Mais pour M. Merera, le but de ces libérations - "améliorer le consensus national et élargir le débat démocratique", selon le Premier ministre Hailemariam Desalegn - ne sera atteint que si d'autres prisonniers sont relâchés. Il estime par ailleurs que le dialogue entrepris ne mènera à rien de significatif car il exclut les principaux partis d'opposition.

"Le parti au pouvoir doit revoir sa copie, il doit arrêter d'accorder des choses au compte-goutte et doit mener ce pays vers un vrai dialogue national et un vrai consensus national, c'est la seule solution", soutient M. Merera, lors d'un entretien mardi à sa résidence de Burayu, à l'ouest de la capitale Addis Abeba.

M. Merera avait été appréhendé peu après son retour d'un voyage en Europe, où il avait dénoncé l'instauration en Ethiopie de l'état d'urgence devant des parlementaires européens à Bruxelles.
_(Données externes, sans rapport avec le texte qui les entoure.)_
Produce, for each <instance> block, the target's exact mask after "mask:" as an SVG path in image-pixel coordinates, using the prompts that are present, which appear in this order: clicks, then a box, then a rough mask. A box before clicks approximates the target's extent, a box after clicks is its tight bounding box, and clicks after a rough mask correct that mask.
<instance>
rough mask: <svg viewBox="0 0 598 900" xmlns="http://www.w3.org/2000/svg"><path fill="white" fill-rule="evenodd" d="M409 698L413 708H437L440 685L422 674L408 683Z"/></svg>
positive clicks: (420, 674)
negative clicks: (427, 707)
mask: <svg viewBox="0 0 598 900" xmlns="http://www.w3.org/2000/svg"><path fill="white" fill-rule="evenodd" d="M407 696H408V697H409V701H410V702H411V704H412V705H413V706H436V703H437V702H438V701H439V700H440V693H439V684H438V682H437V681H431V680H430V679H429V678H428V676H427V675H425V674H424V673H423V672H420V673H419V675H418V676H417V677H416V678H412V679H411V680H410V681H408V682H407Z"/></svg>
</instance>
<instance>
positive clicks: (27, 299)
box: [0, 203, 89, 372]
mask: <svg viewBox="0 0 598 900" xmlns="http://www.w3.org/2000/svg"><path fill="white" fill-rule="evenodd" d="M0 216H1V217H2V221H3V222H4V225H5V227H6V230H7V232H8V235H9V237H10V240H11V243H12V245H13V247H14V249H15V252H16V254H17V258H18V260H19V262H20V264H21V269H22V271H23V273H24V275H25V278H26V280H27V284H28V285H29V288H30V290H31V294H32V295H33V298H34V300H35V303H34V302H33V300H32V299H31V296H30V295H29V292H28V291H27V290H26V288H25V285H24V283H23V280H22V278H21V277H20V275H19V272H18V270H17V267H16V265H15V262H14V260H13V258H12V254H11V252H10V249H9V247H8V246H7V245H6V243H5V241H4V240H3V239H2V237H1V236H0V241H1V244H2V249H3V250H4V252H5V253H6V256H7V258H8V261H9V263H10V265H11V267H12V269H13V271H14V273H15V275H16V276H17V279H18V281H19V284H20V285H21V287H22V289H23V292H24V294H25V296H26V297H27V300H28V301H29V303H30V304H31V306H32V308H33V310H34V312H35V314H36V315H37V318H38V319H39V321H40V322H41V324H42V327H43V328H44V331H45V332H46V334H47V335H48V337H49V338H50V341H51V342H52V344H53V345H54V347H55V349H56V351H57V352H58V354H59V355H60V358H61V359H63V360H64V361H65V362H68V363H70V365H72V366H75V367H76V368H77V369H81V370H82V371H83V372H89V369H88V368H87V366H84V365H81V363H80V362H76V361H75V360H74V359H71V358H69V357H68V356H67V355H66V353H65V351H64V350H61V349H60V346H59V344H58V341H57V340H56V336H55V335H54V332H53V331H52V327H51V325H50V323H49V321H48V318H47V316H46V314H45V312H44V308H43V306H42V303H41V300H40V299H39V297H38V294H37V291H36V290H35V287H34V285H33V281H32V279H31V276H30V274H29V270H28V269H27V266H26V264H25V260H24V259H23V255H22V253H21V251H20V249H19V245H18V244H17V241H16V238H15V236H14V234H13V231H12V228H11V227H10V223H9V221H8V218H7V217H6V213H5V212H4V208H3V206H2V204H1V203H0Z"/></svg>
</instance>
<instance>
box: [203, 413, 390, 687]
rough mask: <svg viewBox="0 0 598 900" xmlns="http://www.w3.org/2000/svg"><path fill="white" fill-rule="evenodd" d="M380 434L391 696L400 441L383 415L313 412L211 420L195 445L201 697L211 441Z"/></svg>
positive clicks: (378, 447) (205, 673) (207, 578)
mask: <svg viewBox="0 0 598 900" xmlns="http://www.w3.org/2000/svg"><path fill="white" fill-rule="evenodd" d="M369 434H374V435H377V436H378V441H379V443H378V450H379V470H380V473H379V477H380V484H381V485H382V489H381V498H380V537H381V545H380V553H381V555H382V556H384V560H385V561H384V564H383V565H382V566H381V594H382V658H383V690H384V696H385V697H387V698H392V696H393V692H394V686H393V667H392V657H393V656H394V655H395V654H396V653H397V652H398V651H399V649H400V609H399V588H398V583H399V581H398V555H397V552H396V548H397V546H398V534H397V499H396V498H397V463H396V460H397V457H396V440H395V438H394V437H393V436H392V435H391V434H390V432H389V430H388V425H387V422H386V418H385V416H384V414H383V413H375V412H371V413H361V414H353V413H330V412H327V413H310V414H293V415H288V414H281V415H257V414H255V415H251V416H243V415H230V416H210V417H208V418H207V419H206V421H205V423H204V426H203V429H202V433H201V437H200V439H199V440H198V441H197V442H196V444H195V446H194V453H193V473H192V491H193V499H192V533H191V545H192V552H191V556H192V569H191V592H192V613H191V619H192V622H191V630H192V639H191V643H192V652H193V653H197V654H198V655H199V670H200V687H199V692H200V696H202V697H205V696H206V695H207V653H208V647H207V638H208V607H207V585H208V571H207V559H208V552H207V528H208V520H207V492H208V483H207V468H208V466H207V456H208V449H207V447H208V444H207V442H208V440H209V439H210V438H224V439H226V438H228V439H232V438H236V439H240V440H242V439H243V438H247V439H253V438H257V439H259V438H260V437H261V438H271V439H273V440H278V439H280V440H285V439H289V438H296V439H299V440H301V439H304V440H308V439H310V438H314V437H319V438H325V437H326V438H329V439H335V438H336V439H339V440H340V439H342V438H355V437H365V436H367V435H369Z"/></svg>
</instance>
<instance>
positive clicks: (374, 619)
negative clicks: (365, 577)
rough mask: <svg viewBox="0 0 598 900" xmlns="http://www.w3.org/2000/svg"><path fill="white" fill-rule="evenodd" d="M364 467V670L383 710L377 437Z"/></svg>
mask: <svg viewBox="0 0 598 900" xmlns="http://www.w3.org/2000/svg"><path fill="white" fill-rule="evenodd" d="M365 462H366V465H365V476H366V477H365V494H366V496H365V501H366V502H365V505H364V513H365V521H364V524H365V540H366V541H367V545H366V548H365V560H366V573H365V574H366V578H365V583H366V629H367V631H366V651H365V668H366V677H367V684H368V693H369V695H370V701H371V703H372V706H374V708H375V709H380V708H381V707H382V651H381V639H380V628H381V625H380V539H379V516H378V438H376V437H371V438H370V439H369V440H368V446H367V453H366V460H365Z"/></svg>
Cet état d'urgence avait été décrété pour mettre un terme aux plus importantes manifestations anti-gouvernementales depuis 1991.

Ces manifestations avaient débuté en 2015 en région Oromo (sud et ouest), le plus important groupe ethnique du pays, et s'étaient ensuite étendues vers d'autres zones, principalement la région Amhara (nord).

Ces protestations étaient avant tout l'expression d'une frustration des Oromo et des Amhara face à ce qu'ils perçoivent comme une sur-représentation de la minorité des Tigréens au sein de la coalition du Front démocratique révolutionnaire des peuples éthiopiens (EPRDF), qui règne sans partage depuis 1991.

"Un pays de 100 millions d'habitants, c'est trop grand pour un seul groupe (l'EPRDF, ndlr), c'est évident pour tout le monde, je pense que c'est également évident aux yeux de ceux qui nous dirigent", estime M. Merera.

Inculpé notamment d'incitation aux émeutes et d'avoir préparé un coup d'État, Merera Gudina pense que son arrestation avait pour but de saper le moral des manifestants. Il a d'ailleurs lui-même pensé à se retirer de la politique après avoir été emprisonné plus d'un an, mais est revenu sur sa décision au vu de l'enthousiasme de ses partisans à sa libération.

Car les manifestations ont repris sporadiquement depuis la fin de l'état d'urgence en août 2017. La libération des prisonniers, le dialogue et la promesse de réformes sont d'ailleurs vues par les observateurs comme une tentative du gouvernement de calmer les esprits.

Mais cela ne suffira pas, soutient M. Merera. "Il y a des millions de jeunes que nous ne contrôlons pas, et si on ne leur donne pas quelque chose de concret, il pourraient à nouveau provoquer le chaos".